Еще радостнее вспомнил наполненной розовой тишиной Олимпиаду, ее легкие и упругие шаги. Сдвинул шапку на ухо, ответил звонко:
— Признаю. Если это вредно революционному народу, раскаиваюсь.
Яковлев свернул из махорки папироску. Ему было неприятно повторять мысли (хотя и по другому), сказанные сегодня, эс-эром городским учителем, Отчерчи. Он оглядел членов Совета и сказал хмуро:
— Садитесь, товарищ Запус.
Закурил, погасил спичку о рукав своего полушубка и начал говорить. Сначала он сказал о непрекращающихся белогвардейских волнениях, о революционном долге, об обязанностях защитников власти советов.

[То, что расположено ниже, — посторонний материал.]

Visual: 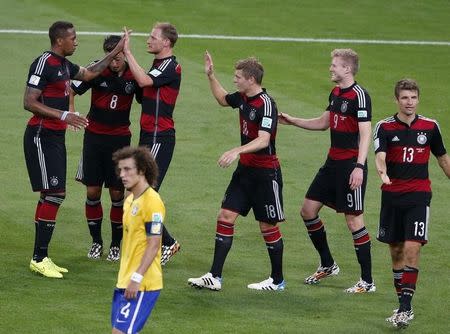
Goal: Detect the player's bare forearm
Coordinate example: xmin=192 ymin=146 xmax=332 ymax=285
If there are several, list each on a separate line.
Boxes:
xmin=278 ymin=111 xmax=330 ymax=131
xmin=23 ymin=87 xmax=88 ymax=129
xmin=136 ymin=236 xmax=161 ymax=275
xmin=125 ymin=50 xmax=153 ymax=88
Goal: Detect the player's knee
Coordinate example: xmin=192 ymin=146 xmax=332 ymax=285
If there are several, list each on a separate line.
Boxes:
xmin=217 ymin=209 xmax=237 ymax=224
xmin=44 ymin=193 xmax=66 ymax=205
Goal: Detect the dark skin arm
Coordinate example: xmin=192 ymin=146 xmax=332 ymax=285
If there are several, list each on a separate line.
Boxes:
xmin=23 ymin=87 xmax=88 ymax=129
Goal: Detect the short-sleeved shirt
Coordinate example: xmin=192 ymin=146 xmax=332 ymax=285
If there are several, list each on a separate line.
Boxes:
xmin=71 ymin=64 xmax=139 ymax=136
xmin=140 ymin=56 xmax=181 ymax=136
xmin=225 ymin=89 xmax=280 ymax=168
xmin=374 ymin=115 xmax=447 ymax=206
xmin=326 ymin=82 xmax=372 ymax=160
xmin=116 ymin=187 xmax=166 ymax=291
xmin=27 ymin=51 xmax=80 ymax=130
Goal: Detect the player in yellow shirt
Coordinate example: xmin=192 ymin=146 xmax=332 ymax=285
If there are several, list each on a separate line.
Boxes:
xmin=111 ymin=147 xmax=166 ymax=334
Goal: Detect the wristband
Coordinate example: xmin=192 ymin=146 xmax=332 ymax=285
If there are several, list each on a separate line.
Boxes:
xmin=355 ymin=162 xmax=364 ymax=169
xmin=131 ymin=272 xmax=144 ymax=283
xmin=59 ymin=111 xmax=69 ymax=121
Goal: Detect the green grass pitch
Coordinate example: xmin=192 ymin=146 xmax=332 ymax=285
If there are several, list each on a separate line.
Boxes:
xmin=0 ymin=0 xmax=450 ymax=334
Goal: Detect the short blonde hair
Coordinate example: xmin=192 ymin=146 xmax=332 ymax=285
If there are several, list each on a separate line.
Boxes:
xmin=331 ymin=49 xmax=359 ymax=75
xmin=234 ymin=57 xmax=264 ymax=85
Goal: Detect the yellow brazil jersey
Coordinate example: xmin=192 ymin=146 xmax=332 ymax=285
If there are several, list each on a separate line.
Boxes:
xmin=117 ymin=188 xmax=166 ymax=291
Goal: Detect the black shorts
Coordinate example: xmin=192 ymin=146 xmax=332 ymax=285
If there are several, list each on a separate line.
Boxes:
xmin=305 ymin=158 xmax=367 ymax=215
xmin=222 ymin=164 xmax=284 ymax=224
xmin=139 ymin=131 xmax=175 ymax=191
xmin=75 ymin=131 xmax=131 ymax=189
xmin=23 ymin=126 xmax=67 ymax=193
xmin=377 ymin=203 xmax=430 ymax=244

Дальше: об агитации над трупом Шмуро: эс-эры положили ему на гроб венок с надписью: «борцу за Учредительное Собрание»; о резолюции лазарета с требованием удаления военкома Запуса: о неправильно приговоренном подрядчике Качанове, который заявил, что арестован был по личным счетам: Запусом увезена жена Качанова, Фиеза Семеновна…

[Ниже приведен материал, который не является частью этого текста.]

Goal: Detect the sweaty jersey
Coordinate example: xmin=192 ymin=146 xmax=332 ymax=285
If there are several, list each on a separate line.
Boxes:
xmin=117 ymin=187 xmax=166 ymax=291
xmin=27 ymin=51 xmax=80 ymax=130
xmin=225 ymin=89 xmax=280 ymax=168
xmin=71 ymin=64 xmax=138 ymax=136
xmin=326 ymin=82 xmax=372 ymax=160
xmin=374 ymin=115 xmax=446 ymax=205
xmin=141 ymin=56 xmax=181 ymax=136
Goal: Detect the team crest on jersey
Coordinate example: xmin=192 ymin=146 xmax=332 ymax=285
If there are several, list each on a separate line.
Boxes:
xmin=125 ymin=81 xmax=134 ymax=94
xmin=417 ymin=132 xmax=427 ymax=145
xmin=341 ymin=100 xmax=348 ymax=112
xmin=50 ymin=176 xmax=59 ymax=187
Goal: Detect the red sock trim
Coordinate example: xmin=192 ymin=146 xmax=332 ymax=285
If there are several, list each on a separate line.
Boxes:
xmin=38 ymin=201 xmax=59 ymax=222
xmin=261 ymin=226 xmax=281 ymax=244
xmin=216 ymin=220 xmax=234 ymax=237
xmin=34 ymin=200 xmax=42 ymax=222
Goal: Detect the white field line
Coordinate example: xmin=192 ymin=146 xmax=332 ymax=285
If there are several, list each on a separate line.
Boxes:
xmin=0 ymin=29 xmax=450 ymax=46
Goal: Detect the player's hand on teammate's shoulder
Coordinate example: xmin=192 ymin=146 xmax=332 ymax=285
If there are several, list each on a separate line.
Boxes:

— Курва, — сказал весело Запус. — Вот курва!
— Прошу выслушать.
Говорил, качая лохматыми (полушубок был грязен и рван) плечами, опять о революционном долге, о темных слухах, о необходимости постановки самого важного для республики дела — организации Красной армии — руками надежными. Предложил резолюцию: отстранить Запуса от должности военкома, начатое дело, из уважения революционным его заслугам, прекратить.
Табурет под Запусом хлябал. За окнами трещали досками заборов снега. Запус думал о крепко решенном: выгонят, зачем же говорят? И оттого должно быть не находилось слов таких, какие говорил всегда на подобных собраниях. Крепким и веселым жаром наполнялось тело и, когда выпячивая грудь, инструктор из Омска, т. Бритько, взял слово в его защиту, Запусу стало совсем жарко. Он расстегнул шинель, закрывая ею выпачканный красками табурет, достал мандат, выданный Советом, сказал:
— У меня все с добра. Грешен. Бабы меня любят, а мужья нет. В центр не отправите? Я отряд могу организовать…
Бритько подумал: «хитрит», надписал на мандате: «счит. недействит. Инстр. Бритько» — вслух же:
— Всякая анархическая организация отрядов прекращена. Мы боремся против анархии посредством Красной армии и подчинения в безусловности центру переферий…
— А вы в Китай меня пустите?
Бритько встал и высоким тенором проговорил:
— Революционный народ умеет ценить заслуги, товарищ Запус, однако же говорю вам: не время организовывать единичную борьбу… Пролетариат Китая сам выйдет на широкую дорогу борьбы за социализм…
— Разевай рот пошире!..
— Тише, товарищ Запус!
Встал, надавил на табурет. Пополам. Еще раз и резко, сбивая щепки, отнес табурет к железной печи. Все молчали. Тогда Яковлев кивнул сторожу, тот сложил доски от табурета в печь.
— Смолистый! — сказал тенорком Бритько.
Запус посмотрел на его отмороженную щеку. Вспомнил его ссылку и вяло улыбнулся:
— Извиняюсь, товарищи!.. Сидеть мне перед вами не на чем. Пока пролетариат Китая организуется и подарит товарищу Бритько табуретов… Сечас… Я стоя скажу…
Он оглянулся и, вдруг надевая шапку, пошел:
— Впрочем, я ничего не имею.
Яковлев узкими казачьими глазками посмотрел ему вслед. Не то обрадовался, не то сгоревал. Сказал же тихо:
— Обидели парня.
Тов. Бритько, очень довольный организующейся массой (он так подумал), проговорил веско и звонко:
— Эпоха авантюров окончена. Конспиративная мерка неуместна, мы должны беспокоиться за всю революцию. Переходим к следующему…
Дорога обледенела. У какого-то длинного палисадника Запус поскользнулся и упал. Под ноги подвернулась сабля. Он сорвал ее вместе с ремнями и матерно ругаясь ударил ею о столб. Ножны долго не разрывались.
А через час вернулся собрал при свете спички, осколки и в мешке принес домой. Мешок, перевязанный бичевкой, спрятал в чемодан. Чемодан же швырнул в кладовую. Накрылся тулупом и заснул на диване.